Aquela expressão artística traduzida pelo gosto em pintar de meu Tio, contrastava com a ausência de qualquer sensibilidade para as artes de meu Pai. Se bem que irmãos muito chegados em idade e em companheirismo, meu Pai era muito diferente. Não tinha qualquer aptidão para as Belas Artes. Quando eu colocava essa questão, para tentar perceber a génese de pessoas tão diferentes, sendo irmãos, meu Tio respondia-me que como era o mais novo costumava acompanhar seu Pai a visitar as exposições, enquanto meu Pai ficava em casa a estudar os livros de medicina. Era desta forma que explicava o seu gift e a admiração que tinha pelo irmão. Aliás, passavam a vida a dizer bem um do outro: Frederico nas Belas Artes e Carlos nos Hospitais Civis de Lisboa. Diria antes, uma questão de orgulho recíproco.

Lisboa, outubro 2017

Cuidado com as Curvas

No princípio do outono de 1976 iniciei os meus trabalhos como Delegado de Saúde no Concelho de Cuba. Anos inesquecíveis no Baixo Alentejo.

Portugal acabara de se libertar da Ditadura e de atravessar o período de governos provisórios. A Constituição da República, aprovada nesse ano, abriu uma época de esperança para todos e transmitiu novas energias.

Foi neste quadro que uma pequena equipa do então Centro de Saúde, provisoriamente instalado na Casa do Povo, lançou-se ao trabalho com ânimo redobrado e com a participação de cidadãos e famílias.

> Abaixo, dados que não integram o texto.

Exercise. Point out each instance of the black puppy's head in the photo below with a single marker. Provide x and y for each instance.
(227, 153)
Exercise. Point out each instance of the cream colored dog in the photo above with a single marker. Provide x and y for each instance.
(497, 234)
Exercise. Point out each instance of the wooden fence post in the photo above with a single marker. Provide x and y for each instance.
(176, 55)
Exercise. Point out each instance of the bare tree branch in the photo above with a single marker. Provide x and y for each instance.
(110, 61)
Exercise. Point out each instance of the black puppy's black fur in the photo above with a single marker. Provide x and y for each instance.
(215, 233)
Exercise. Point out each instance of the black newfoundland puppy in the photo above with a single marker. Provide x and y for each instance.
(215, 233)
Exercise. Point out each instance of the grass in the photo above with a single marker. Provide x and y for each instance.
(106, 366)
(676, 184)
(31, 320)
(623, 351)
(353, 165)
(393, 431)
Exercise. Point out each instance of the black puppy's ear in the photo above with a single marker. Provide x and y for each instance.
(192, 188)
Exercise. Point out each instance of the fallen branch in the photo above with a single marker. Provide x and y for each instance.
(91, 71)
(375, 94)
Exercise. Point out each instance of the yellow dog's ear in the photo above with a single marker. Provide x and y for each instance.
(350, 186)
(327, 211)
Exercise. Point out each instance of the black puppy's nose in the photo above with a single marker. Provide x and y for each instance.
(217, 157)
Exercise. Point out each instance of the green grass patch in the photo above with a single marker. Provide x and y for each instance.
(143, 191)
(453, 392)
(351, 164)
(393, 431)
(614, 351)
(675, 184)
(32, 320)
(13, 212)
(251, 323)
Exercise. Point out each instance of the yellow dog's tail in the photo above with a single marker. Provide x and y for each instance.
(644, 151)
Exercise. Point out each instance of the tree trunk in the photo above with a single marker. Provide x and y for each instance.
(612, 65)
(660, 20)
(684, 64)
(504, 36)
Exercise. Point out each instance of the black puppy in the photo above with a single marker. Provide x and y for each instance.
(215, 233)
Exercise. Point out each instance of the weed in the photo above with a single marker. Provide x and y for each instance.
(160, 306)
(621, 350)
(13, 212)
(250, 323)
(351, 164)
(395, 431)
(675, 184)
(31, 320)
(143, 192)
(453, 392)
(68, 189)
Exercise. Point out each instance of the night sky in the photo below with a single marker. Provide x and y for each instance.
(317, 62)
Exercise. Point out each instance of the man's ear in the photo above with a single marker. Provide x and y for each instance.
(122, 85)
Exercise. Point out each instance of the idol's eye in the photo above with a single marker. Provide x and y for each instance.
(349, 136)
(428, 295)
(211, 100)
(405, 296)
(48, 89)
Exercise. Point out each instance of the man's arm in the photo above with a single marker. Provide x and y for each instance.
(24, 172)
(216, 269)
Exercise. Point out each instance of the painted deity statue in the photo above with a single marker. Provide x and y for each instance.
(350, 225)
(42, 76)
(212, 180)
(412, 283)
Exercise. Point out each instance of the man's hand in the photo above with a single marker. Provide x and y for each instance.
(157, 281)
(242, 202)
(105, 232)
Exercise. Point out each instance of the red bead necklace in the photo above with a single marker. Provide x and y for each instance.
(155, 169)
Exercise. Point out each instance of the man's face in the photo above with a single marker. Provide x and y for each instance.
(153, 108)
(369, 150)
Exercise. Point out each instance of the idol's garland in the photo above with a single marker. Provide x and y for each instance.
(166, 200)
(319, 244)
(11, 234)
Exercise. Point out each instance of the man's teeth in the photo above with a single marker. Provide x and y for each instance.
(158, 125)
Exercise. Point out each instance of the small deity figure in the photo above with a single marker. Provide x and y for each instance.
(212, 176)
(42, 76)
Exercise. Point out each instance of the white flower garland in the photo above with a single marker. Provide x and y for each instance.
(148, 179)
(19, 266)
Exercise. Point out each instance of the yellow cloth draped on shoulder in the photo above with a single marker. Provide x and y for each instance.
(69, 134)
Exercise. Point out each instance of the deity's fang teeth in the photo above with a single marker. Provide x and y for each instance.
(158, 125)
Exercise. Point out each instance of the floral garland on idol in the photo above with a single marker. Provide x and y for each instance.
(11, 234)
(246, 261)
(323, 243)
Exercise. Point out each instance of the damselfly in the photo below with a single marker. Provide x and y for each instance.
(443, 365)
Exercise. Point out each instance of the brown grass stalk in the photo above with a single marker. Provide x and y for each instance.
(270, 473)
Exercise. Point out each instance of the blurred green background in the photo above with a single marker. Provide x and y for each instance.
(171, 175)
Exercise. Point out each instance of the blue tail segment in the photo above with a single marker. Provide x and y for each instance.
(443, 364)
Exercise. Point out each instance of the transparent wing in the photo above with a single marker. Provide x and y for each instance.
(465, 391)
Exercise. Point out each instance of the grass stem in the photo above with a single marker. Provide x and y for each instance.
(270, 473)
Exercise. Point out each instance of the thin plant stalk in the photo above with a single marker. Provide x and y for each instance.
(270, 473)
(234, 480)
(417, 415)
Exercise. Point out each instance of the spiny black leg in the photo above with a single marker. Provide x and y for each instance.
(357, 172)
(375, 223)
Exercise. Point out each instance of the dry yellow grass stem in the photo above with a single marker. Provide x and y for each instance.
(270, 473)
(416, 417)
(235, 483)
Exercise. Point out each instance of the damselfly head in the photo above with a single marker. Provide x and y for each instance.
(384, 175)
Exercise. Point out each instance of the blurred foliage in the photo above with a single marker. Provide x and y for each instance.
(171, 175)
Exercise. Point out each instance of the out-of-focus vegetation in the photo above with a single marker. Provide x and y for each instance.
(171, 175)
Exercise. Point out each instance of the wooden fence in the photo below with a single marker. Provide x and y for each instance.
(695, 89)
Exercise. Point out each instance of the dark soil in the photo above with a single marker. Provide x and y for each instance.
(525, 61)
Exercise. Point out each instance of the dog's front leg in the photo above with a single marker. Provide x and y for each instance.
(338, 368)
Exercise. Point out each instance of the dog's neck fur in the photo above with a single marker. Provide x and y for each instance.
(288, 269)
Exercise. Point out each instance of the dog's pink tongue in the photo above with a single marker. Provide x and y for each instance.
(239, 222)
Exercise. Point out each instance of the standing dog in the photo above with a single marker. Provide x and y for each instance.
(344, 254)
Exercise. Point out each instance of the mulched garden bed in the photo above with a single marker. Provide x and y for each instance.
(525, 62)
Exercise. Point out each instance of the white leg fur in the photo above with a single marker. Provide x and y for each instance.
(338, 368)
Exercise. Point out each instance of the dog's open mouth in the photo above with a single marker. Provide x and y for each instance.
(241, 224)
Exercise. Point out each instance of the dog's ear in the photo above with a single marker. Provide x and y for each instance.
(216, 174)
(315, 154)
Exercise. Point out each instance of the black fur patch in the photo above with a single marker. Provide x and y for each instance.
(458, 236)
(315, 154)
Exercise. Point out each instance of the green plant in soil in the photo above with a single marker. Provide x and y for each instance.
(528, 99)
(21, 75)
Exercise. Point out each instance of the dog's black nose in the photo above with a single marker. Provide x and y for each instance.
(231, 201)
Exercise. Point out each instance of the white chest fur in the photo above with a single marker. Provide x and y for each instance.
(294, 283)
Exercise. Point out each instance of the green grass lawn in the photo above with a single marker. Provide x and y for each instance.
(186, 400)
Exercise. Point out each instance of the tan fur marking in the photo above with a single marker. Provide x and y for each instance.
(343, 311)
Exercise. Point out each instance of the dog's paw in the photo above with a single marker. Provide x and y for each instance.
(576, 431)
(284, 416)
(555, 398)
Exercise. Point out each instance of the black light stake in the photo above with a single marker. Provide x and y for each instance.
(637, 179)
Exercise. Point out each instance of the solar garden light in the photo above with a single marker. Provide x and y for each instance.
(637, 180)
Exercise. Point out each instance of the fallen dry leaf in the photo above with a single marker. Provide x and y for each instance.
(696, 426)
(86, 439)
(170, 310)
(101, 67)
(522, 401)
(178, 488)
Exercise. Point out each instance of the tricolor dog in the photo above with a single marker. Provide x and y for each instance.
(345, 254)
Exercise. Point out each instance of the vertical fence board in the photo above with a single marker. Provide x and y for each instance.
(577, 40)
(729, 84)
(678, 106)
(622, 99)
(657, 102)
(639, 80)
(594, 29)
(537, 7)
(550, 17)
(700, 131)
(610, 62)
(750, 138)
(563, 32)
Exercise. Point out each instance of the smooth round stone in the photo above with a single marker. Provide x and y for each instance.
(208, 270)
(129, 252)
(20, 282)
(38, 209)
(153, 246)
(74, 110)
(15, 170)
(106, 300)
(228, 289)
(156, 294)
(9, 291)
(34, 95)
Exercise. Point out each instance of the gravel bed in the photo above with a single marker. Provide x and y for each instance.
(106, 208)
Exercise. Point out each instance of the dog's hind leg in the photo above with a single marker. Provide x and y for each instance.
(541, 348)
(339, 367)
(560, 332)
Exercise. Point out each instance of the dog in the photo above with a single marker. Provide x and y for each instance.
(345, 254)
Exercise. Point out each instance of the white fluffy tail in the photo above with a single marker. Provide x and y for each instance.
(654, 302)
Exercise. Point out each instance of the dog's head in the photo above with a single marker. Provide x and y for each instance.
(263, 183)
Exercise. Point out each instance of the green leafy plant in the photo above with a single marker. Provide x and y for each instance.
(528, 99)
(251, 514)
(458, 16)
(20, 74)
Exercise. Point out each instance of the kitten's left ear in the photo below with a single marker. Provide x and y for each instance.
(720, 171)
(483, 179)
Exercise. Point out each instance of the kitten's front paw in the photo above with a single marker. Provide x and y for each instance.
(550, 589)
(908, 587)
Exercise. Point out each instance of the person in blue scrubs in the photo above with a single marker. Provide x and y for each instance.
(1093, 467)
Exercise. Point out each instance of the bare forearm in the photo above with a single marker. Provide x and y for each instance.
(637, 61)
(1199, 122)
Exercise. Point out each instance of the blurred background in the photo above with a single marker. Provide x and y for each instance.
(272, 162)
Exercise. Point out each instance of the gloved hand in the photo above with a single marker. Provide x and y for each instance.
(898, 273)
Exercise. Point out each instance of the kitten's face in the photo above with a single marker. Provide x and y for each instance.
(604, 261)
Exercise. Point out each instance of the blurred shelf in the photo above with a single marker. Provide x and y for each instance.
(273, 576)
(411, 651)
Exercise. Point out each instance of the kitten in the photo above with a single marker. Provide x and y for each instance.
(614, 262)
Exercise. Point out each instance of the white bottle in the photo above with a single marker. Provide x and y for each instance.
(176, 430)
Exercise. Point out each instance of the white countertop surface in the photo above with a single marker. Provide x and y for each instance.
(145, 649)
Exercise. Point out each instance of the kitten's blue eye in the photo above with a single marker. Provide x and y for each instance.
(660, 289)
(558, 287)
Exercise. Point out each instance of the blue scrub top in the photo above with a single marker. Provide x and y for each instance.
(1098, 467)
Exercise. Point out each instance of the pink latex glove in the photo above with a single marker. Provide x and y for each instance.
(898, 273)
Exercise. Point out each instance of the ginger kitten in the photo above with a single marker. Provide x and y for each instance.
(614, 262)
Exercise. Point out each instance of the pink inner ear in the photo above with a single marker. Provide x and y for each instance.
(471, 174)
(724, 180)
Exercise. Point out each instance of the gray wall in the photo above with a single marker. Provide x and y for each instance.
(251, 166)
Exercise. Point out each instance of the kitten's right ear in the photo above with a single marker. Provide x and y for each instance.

Uma das primeiras prioridades identificadas foi a necessidade de melhorar o abastecimento de água, quer na Vila quer nas sedes de freguesia ou, ainda, nos montes periféricos. A principal preocupação era promover a melhoria das frágeis infraestruturas de saneamento na perspetiva de cuidar da Saúde Pública e da preservação da qualidade do meio ambiente.

Para além da água potável, a ideia era reduzir a desordem na eliminação e no destino final de resíduos com a colaboração dos serviços da Câmara Municipal. Na altura, o Senhor Abrantes era o Presidente da Comissão Administrativa e logo assegurou o apoio possível. Mas, os recursos eram muito limitados e manifestamente insuficientes.

Era tempo de Cólera. Portugal estava confrontado com atividade epidémica de Cólera. Era, pois, preciso garantir a qualidade da água destinada ao consumo humano. Garrafas com solução de hipoclorito tinham sido enviadas pela Direção-Geral da Saúde. Também era preciso preparar os potes para serem cheios com “cloreto das lavadeiras” e, a seguir, mergulhados no fundo dos poços a fim de o cloro passar através das porosidades da cerâmica. Para tal, a localização dos poços em todo o espaço do Concelho fora assinalada em mapas militares.

A concretização do plano de luta contra a Cólera exigia a distribuição das garrafas com a solução de hipoclorito e a colocação dos potes na água dos poços.

Nestes trabalhos, relembro a importância desempenhada pelo Agente Sanitário do Centro de Saúde.

Um dia, depois de almoço “à do Jacinto” procurou-me. Estava ele em cima da motocicleta:

– Ó Doutor, monte a “cavalo” aqui atrás! Vamos a Albergaria dos Fusos aconselhar os habitantes a utilizarem as garrafas e a seguir colocar um pote a São Matias! Ora venha também, insistiu.

Olhei para ele desconfiado. Tirei as medidas ao banco da motocicleta e respondi-lhe:

– Porque não? Vamos! Cuidado com as curvas!